Chronique de Miry; Cinq branches de coton noir, Yves Sente & Steve Cuzor

Chronique de Miry; Cinq branches de coton noir,  Yves Sente & Steve CuzorÉditeur : Dupuis (Aire libre)
Langue : Français
Résumé :

Philadelphie, 1776. Mrs Betsy est dépêchée par les indépendantistes américains pour concevoir le tout premier drapeau des futurs États-Unis d’Amérique. Sa domestique, Angela Brown, décide alors de transformer cet étendard en un hommage révolutionnaire, en y adjoignant en secret un symbole inestimable…
Douvres, 1944. Le soldat Lincoln se morfond dans son camp militaire, entre discriminations raciales et bagarres quotidiennes. Jusqu’à ce qu’il reçoive une lettre de sa soeur, Johanna, annonçant qu’elle a découvert dans les possessions de leur tante décédée les mémoires d’Angela Brown – rien de moins qu’un témoignage d’une rareté et d’une valeur exceptionnelles. Si l’histoire relatée dans ces mémoires est réelle, alors c’est l’histoire des États-Unis qui est à récrire.

Mon avis

J’ai découvert ce titre totalement par hasard, via la preview du site de l’éditeur. Intriguée par le synopsis, je me suis lancée et je dois dire que je ne regrette pas de m’être procurée cette oeuvre malgré son prix et l’épaisseur du volume (environ 170 pages !). Dès les premières planches, l’histoire nous accroche, nous happe, et la curiosité nous pousse à lire jusqu’à la dernière page.

Je connaissais déjà Yves Sente via ses travaux sur la saga Thorgal, mais c’est la première oeuvre de Steve Cuzor que je lis et j’avoue que ce duo m’a totalement convaincu par la justesse de sa plume et de son trait. Quant aux couleurs, signées Meephe Versaevel, elles contribuent totalement à l’ambiance si particulière de ce one-shot tragique.

L’histoire nous entraîne, à travers le regard de trois personnages noirs, sur les traces d’une relique datant de la Guerre d’Indépendance de 1775 : le tout premier drapeau des  États-Unis d’Amérique ! Un drapeau qui recèle un secret si symbolique qu’il pourrait bien changer les choses dans un pays encore en proie à la ségrégation raciale en 1944. En effet, dès le prologue, le lecteur est plongé dans une ambiance angoissante et délétère.

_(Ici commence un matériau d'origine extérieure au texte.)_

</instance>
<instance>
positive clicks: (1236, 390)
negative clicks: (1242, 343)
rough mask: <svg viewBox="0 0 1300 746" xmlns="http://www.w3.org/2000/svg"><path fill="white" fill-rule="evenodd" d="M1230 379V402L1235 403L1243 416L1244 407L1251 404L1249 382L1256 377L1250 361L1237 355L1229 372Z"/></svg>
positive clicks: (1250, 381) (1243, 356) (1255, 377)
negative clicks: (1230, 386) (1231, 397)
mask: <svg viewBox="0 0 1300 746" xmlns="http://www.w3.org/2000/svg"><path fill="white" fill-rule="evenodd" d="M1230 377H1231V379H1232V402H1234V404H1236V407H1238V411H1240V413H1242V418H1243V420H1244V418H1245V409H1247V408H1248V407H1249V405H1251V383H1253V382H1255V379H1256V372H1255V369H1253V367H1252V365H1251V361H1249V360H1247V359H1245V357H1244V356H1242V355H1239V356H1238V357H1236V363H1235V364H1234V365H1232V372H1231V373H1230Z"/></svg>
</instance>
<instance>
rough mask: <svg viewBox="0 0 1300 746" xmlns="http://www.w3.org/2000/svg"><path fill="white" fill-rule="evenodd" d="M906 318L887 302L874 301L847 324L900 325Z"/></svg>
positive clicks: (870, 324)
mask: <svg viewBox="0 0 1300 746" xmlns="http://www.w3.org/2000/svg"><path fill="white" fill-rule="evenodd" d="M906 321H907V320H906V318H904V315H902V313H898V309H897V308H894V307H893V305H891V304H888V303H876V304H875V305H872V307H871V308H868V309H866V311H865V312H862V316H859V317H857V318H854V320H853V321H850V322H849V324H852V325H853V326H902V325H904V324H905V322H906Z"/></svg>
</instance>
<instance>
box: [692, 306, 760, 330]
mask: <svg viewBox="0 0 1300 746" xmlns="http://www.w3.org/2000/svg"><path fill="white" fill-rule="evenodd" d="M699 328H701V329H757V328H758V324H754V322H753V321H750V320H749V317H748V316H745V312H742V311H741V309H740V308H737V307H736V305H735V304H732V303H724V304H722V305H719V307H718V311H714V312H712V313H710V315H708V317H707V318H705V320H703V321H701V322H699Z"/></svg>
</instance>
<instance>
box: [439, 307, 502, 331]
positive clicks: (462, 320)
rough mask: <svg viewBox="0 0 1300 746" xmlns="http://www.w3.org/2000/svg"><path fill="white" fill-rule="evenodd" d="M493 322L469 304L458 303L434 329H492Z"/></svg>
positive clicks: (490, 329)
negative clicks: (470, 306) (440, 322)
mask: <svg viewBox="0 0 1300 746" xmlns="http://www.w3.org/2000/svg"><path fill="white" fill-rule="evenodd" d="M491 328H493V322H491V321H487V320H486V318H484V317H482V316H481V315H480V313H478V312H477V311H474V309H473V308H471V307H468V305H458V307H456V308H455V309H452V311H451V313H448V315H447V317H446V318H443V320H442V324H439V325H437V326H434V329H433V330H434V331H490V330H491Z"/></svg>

Le débarquement du 6 juin 1944 est proche, mais les Noirs sont cantonnés aux bases arrières, où ils récurent les latrines ou restent inoccupés. Mais Lincoln, jeune soldat idéaliste, rêve de gloire, de servir son pays, et de prouver à tous que la couleur de la peau d’un homme ne définit pas sa valeur. Grâce à sa soeur Johanna, qui découvre la vérité sur le drapeau et en fait part à ses contacts, il réussit à intégrer la MFAA, dont les membres sont surnommés les « Monuments Men », afin de retrouver la précieuse relique.

Le récit alterne les points de vues avec pertinence et met le lecteur face à toutes sortes d’émotions : l’horreur, l’injustice, la tristesse mais aussi l’espoir, la fierté et la camaraderie. Par ailleurs, le duo aborde un thème d’ordinaire très sensible : le racisme. Mais si l’on doit reconnaître une chose à cette oeuvre, c’est sa pertinence sur ce point. Les faits exposés sont crédibles et témoignent d’un fossé qui n’a cessé de se creuser depuis l’époque d’Angela Brown. C’est particulièrement flagrant dans une scène de bar, lorsqu’un officier blanc tente de participer à une conversation en rebondissant sur un blague : son intervention est très mal perçue, alors même qu’il ne pensait pas nécessairement à mal. La faute à l’éducation ? Un racisme ordinaire ? Toujours est-il qu’une barrière infranchissable s’est progressivement établie entre les deux communautés, et qu’elle semble toujours infranchissable, même en 1944. Il n’existe qu’un endroit où tout cela n’a plus d’importance : le front. Sous le feu de l’ennemi, face à la mort, tous les hommes sont égaux et doivent se serrer les coudes pour avancer et survivre.

En bref, un récit poignant, sans fioriture, qui nous livre une histoire dure, tragique, mais aussi pleine d’héroïsme et de patriotisme. Les personnages sont touchants, terriblement humains, avec leurs qualités et leurs défauts. Le mystère et la quête des protagonistes m’a tenu en haleine tout au long des 170 pages. Une magnifique histoire dont on ne ressort pas indemne.